Dopo l’operazione Piombo fuso (2008-9), le Nazioni Unite hanno documentato la distruzione di suoli, colture orticole, frutteti, bestiame, pozzi, incubatoi, alveari, serre, reti di irrigazione, fienili e stalle. Gli alberi da frutto sostitutivi o giovani sono mal adattati alle condizioni saline e quindi non possono sopravvivere.
Dopo l’operazione Margine di protezione (2014) alle Nazioni Unite e stato negato l’accesso, ma hanno riferito che la distruzione di infrastrutture critiche era diventata “una realta ricorrente”.
L’irrorazione semestrale di erbicidi da parte di Israele, presumibilmente per motivi di sicurezza, danneggia centinaia di acri di colture. E le regolari incursioni con i bulldozer distruggono molti altri acri di terreno agricolo.

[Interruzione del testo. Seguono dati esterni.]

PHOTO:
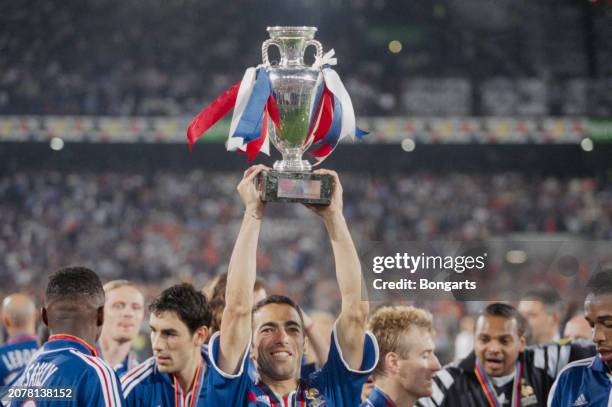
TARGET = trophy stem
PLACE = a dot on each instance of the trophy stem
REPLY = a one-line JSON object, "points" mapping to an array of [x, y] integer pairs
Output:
{"points": [[292, 161]]}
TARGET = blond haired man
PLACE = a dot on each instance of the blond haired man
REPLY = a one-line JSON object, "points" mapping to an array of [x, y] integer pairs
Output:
{"points": [[407, 363], [123, 315]]}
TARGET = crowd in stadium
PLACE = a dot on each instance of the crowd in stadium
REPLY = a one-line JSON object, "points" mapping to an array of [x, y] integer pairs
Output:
{"points": [[169, 225], [231, 342]]}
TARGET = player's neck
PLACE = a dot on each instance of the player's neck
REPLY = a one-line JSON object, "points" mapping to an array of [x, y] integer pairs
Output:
{"points": [[187, 376], [280, 387], [13, 332], [114, 352], [395, 391]]}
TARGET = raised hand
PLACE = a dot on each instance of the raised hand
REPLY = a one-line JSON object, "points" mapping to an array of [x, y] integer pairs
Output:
{"points": [[248, 192], [327, 212]]}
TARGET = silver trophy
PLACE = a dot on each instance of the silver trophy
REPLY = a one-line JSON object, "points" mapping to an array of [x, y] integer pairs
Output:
{"points": [[294, 87]]}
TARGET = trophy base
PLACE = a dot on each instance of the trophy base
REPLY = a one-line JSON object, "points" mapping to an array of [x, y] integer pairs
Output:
{"points": [[303, 187]]}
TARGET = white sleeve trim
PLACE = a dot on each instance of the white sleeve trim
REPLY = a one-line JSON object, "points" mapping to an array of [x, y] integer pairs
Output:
{"points": [[346, 366], [213, 363]]}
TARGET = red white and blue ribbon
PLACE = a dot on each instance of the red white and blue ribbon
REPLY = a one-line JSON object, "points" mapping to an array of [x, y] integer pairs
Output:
{"points": [[489, 390], [332, 114]]}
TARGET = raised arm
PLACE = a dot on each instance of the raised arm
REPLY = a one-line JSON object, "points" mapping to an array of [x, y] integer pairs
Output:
{"points": [[351, 324], [236, 321]]}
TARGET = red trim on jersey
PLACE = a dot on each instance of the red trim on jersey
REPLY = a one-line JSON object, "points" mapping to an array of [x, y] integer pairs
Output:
{"points": [[66, 337], [135, 371], [20, 338], [93, 360], [272, 398]]}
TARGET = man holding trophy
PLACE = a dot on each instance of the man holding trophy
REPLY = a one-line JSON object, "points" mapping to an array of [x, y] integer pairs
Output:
{"points": [[296, 107], [274, 329]]}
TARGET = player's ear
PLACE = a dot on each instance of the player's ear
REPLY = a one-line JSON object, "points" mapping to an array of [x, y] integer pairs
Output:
{"points": [[100, 316], [43, 313], [391, 361], [306, 345], [200, 335], [523, 343]]}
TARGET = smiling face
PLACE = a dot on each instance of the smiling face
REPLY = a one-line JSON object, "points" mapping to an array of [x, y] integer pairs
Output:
{"points": [[279, 341], [123, 313], [174, 347], [598, 312], [542, 324], [497, 344], [416, 371]]}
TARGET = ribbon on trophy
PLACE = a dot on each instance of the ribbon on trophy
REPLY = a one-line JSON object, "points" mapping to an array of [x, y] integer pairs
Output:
{"points": [[332, 114]]}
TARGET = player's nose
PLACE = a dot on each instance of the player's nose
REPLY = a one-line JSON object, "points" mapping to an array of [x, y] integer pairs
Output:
{"points": [[435, 364]]}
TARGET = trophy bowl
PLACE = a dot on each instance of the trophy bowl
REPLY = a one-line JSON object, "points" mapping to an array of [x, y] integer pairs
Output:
{"points": [[294, 87]]}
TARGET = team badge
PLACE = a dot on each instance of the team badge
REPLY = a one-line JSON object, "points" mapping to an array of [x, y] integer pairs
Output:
{"points": [[528, 396]]}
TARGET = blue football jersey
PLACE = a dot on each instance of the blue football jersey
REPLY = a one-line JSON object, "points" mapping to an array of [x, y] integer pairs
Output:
{"points": [[585, 383], [127, 364], [335, 384], [67, 362], [146, 386], [14, 355], [378, 398]]}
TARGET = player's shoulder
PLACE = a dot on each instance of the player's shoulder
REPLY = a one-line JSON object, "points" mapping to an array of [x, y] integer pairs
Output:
{"points": [[9, 347], [141, 375]]}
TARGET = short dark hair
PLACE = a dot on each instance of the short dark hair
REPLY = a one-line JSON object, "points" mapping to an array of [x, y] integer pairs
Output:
{"points": [[187, 303], [217, 298], [600, 283], [499, 309], [74, 283], [279, 299]]}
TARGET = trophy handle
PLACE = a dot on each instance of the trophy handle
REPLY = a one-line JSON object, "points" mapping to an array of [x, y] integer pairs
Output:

Il risarcimento per la distruzione di terreni agricoli e infrastrutture da parte dello stato israeliano dovrebbe essere coperto dalle Nazioni Unite attraverso i contributi degli Stati membri. Ad oggi, nessun compenso e stato corrisposto agli agricoltori palestinesi.
In definitiva la comunita internazionale, nel sostenere la “sicurezza” alimentare coprendo silenziosamente i costi dei danni, resta complice del suo silenzio. La violenza di Israele contro i sistemi alimentari e agricoli palestinesi rende impossibile un cibo sano e dignitoso. Gaza, tra non molto, potrebbe davvero diventare inabitabile.